The Spaniards, like the Portuguese down in Brazil, brought with them, their institutions, colonizers, technology, and also their faults with them. One of these faults was to reorganize the land using the Feudal system, which was to give all of the good lands to the Nobility and clergy, hence, destroying the possibility for the lower classes to have their own plot of land. This tradition of large agricultural land owned by only a few families, was, in my mind, one of the original sins which will see a drastic different in progress between the Latin States in the Americas and the future great power of the United States which had inscribed in law the sanctity of ownership, whether you are rich or poor.
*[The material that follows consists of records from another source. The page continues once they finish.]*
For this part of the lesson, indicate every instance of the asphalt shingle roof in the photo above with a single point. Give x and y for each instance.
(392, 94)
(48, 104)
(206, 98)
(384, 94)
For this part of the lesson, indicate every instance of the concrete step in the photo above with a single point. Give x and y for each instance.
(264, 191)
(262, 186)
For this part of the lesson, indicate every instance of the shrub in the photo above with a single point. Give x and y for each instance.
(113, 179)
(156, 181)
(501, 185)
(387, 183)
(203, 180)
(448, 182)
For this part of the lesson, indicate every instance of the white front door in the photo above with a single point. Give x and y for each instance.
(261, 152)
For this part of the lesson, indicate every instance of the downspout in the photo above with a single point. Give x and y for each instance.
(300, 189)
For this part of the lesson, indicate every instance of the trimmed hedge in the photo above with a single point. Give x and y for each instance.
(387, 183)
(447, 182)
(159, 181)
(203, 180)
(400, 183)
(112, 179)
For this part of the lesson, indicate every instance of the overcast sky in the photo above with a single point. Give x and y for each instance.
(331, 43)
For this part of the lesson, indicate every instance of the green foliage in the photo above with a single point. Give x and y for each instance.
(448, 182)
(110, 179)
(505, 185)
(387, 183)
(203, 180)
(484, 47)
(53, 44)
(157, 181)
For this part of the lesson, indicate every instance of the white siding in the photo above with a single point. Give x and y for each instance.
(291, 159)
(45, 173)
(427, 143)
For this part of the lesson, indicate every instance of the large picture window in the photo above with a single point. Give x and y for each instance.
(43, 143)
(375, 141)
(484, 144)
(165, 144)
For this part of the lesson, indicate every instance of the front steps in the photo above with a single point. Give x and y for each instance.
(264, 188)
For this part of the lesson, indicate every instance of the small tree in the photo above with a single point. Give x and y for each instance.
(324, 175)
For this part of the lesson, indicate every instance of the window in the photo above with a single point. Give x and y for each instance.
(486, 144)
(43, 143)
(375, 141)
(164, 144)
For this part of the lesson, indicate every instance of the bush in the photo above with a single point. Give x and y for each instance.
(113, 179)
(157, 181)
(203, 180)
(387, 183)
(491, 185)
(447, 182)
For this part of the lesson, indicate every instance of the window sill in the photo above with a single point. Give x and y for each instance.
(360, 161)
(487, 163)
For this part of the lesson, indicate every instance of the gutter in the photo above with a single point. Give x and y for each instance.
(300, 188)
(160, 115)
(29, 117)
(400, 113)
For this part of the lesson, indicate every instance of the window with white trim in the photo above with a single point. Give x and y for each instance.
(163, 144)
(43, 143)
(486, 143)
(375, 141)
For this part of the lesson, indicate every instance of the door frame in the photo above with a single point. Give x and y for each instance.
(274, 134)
This fundamental sin, over time, has remained ingrained in the mentality of the Mestizos, who would in time become the Mexican population. The poor in Mexico had to wait until1917, after the revolution, to see the implementation of a large-scale land reform which would only end in 1992. These reforms redistributed over 100 millions hectares from large farm groups to households organized into Ejidos (collective holdings). This rather recent transformation has had great benefits for Mexico but never completely eradicated the mentality of large family land lords. In fact, Mexican cartels operate very much in that fashion, and see the control of territory and therefore financial opportunity the same way as these once powerful Spanish families did centuries ago. The difference being in the type of goods they are prospering from.

Mexican drug cartels emerged from the US demand for Maryjuana in the 1960’s, though without much violence as, at that time, Mexico and the USA had a mostly peaceful society still deeply engrained in traditional values and an homogenous social structure. The rise of Colombian drug lord Pablo Escobar and his Cocaine empire changed all that as he used various Mexican cartels to distribute his products into the USA. After the arrest of the drug kingpin Felix Gallardo in 1989 for Cocaine smuggling, there was a lull in the violence through out most of the 1990, but things changed by the early 2000’s with a steady increase in violence. By 2006, with the election of Felipe Calderon and the violent rise of so many cartels, a war was declared by the Federal government which launched a very violent period for Mexico: by the end of his 6 year term, an estimated 50 thousands drug related homicide had occurred. A low number as tenth of thousands of people went missing as well.

The new administration of ex-president Pena Nieto had a total different approach to the drug war and decided to terminate government heavy handed approach to get rid of the numerous cartels dotting Federal lands. This backfired tremendously, though not the right way as homicide went down by 50%. Critics accused Nieto to be in bed with the Sinaloa cartels, which is now seen as a distinct possibility. Then came the current president, Obrador who was even more lenient with the cartels. Both administrations were not successful, even they tried, to remedy the drug issues within Mexico, as the cartels saw this as weakness and an opportunity to advance their power further.

Today, the situation is so bad that it is hard to see the difference between Mexican cartels, certain portions of the Mexican government as power seems to be shared more and more, hence, creating a situation where one needs the other. Indeed, States like Michoacán, Guerrero Jalisco, or even Sonora, have become heavily contested lands where Federal troops are not longer controlling large swath of territory, therefore, creating a state within a state.